また少し胸が当たった!やった!この状態を維持したい!

「じゃあ、ゴキブリの方が平気?」

「ヤダヤダ!ゾッとする!」

また胸が当たった!

俺はフリーだった方の手を少し動かした。

ほんとに、気持ちいい!

できれば手のひらで触りたいが……手を上に向けて腕を組むのはさすがにおかしいもんな。

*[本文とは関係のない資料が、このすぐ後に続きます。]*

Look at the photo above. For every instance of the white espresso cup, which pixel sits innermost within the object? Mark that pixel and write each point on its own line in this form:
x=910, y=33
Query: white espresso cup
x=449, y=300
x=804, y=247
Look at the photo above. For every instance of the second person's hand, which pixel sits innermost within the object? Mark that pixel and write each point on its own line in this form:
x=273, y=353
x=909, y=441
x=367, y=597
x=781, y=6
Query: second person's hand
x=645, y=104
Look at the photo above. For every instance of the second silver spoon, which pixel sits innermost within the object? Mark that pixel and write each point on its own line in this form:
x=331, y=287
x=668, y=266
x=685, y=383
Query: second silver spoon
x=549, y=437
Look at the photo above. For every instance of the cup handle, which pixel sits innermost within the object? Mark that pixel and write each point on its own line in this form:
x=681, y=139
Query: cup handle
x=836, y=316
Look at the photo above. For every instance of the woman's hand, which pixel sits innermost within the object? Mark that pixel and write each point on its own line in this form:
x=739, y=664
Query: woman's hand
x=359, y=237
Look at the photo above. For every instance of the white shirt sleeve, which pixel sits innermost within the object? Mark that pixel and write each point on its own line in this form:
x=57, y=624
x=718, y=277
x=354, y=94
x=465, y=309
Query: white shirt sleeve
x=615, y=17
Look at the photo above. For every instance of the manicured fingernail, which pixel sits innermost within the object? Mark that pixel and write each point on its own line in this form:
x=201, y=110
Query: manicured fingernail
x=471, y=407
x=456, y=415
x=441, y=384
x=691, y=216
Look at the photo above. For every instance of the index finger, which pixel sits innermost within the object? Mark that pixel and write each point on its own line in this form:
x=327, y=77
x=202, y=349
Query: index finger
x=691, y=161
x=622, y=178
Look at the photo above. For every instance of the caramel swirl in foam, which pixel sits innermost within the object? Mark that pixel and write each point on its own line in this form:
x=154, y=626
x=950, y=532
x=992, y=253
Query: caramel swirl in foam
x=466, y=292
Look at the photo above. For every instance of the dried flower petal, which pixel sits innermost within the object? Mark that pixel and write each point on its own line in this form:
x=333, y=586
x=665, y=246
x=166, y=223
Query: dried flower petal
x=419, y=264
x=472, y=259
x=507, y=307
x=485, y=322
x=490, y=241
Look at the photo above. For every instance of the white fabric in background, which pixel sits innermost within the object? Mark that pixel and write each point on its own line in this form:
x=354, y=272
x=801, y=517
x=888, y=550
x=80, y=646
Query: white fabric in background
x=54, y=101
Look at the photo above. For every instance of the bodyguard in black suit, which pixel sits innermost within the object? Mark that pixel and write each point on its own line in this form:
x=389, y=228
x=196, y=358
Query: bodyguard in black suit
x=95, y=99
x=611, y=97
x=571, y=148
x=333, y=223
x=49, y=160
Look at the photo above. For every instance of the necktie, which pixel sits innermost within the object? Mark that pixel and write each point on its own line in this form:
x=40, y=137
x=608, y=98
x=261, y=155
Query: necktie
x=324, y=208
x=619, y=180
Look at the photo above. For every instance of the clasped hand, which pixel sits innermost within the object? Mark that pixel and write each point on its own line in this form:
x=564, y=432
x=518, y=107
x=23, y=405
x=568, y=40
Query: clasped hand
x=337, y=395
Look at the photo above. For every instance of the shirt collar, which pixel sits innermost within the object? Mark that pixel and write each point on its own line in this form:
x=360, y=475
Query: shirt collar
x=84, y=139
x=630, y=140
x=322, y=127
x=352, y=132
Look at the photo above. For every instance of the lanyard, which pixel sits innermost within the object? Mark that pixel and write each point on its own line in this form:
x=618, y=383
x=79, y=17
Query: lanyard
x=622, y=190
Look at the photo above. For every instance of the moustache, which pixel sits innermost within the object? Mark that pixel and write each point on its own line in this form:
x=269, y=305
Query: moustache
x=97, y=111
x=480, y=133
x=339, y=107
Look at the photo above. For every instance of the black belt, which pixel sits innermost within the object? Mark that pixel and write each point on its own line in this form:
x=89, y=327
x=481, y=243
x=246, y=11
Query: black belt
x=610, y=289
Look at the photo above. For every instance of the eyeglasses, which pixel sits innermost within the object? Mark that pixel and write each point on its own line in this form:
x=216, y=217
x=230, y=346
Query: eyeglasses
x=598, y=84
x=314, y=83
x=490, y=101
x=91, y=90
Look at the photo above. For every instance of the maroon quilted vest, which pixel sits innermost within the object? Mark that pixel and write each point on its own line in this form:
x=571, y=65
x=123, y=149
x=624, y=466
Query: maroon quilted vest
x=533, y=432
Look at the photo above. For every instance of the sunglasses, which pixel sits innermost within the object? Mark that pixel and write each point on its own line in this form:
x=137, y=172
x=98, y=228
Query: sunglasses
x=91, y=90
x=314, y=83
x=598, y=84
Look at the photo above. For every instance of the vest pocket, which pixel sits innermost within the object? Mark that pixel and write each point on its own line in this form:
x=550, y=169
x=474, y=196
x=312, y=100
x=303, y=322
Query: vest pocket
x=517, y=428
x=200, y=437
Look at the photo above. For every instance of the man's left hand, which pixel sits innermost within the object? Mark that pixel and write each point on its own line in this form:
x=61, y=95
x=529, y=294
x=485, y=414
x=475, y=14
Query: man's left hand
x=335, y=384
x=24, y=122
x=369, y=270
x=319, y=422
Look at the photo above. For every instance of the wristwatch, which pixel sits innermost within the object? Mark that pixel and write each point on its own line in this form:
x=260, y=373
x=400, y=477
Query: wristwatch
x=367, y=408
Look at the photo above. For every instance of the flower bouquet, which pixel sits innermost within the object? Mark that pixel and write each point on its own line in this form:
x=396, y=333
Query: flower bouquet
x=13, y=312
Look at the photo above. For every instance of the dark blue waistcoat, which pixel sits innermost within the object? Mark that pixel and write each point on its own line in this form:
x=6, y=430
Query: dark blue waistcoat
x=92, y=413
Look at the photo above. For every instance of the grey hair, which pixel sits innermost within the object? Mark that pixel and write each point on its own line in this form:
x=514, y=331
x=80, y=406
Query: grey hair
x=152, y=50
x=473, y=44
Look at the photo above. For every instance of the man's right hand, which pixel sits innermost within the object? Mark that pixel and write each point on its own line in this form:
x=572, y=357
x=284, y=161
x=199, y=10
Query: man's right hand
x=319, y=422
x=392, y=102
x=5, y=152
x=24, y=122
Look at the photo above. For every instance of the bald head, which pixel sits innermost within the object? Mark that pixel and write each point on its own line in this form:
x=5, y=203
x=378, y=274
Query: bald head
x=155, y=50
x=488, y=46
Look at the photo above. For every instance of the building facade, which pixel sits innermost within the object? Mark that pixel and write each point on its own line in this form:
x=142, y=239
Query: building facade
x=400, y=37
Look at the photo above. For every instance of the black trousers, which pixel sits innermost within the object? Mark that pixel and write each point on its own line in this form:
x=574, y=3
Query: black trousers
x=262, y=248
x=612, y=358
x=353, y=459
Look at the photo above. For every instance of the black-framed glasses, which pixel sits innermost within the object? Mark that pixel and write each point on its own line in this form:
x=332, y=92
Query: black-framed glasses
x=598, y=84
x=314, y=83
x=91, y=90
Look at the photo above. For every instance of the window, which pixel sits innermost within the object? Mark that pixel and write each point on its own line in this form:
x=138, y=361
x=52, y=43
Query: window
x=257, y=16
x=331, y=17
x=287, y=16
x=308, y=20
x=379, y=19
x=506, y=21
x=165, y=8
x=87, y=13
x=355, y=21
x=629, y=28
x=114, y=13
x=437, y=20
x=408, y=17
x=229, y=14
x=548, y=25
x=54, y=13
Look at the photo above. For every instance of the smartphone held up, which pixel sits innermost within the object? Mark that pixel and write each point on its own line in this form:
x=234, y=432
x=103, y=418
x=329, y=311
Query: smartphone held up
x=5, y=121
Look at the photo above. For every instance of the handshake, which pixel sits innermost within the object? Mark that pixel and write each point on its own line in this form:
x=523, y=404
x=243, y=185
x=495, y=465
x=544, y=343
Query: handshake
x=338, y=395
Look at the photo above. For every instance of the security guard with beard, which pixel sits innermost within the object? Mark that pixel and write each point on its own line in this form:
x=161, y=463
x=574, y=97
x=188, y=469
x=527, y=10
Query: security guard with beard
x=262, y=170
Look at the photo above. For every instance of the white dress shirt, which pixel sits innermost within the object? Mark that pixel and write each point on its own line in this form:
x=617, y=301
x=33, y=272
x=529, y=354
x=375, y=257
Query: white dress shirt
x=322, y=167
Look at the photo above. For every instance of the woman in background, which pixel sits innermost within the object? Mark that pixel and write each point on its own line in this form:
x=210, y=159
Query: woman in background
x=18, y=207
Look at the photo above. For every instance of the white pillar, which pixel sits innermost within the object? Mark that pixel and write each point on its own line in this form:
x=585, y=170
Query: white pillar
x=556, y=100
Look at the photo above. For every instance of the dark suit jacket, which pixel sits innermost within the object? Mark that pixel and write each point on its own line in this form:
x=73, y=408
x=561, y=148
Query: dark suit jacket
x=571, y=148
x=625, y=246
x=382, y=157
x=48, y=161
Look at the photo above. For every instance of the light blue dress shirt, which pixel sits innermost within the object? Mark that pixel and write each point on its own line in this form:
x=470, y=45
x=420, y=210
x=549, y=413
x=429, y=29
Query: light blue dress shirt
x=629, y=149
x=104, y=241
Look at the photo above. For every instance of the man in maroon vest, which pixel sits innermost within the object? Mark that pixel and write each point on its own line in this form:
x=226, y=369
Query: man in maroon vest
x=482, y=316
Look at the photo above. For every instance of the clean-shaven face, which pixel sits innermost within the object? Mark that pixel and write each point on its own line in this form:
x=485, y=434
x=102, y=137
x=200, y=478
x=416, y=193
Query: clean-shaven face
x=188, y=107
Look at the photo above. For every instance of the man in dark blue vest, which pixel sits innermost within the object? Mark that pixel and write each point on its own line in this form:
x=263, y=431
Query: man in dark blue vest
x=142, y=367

「カエル見たときに、そーゆー系って言ってたけど、どういうこと?」

「ヌメヌメしてるのが嫌なの。虫も、硬い何かに覆われてたり、足がいっぱいあったりするのはダメ!」

そう言って寄せてたおっぱいがふわっと揺れた。

あぁ……揉みたい!

なんて……ダメだ。そんなこと考えちゃ……。

俺は、組んでた自分の腕を外して、市川さんと純粋に腕を組んでる現実を楽しもうと思った。

「あ。カーテン開いてる!」

「ほんとだ!」

コテージに戻るとカーテンは開いていた。

やっぱりあいつら、いたしてたってことか?

コンコン!

ノックする。

「はーい?!」

彩月の声。

「入るよ?」

「どーぞー。」

「時間ピッタリだったね!」

と、昌樹。

「七海ちゃん、さっきはゴメンね。」

「良いよ。」

全く気にしてないって笑顔で答える、市川さん。

「海、行くか!」

俺が誘う。

「うん!」

また四人で海に出た。

そして、夕方になってきたのでコテージへと引き上げた。

彩月と昌樹は飲み物の買い出しに行き、俺と市川さんは着替えて夕飯の支度……

俺は、さっさと脱衣場で着替えた。

市川さんが脱衣場で着替えてる時、

「キャーーー!」

と、悲鳴。

「どうした?」

脱衣場に行くと、パレオを掴んだまま、その場に座り込む市川さん。

「今、虫がいたから窓、開けたの。そしたら外にいた男の人と目が合って……夜、会いに来ても良い?って聞かれたの。」

涙目になりながら伝える。

俺も市川さんの前に座って話を聞く。

「マジで?おっさん?若いやつ?」

「30代くらいかな。」

「同じキャンプ場にそんなやついるの嫌だよな。」

「嫌だぁ。」

「大丈夫。俺が絶対、護るから。」

「ヤスくん……。」

「体、冷えちゃうよ?シャワー浴びてきたら?」

そう言ったら、市川さんがパレオを外して俺に抱きついた。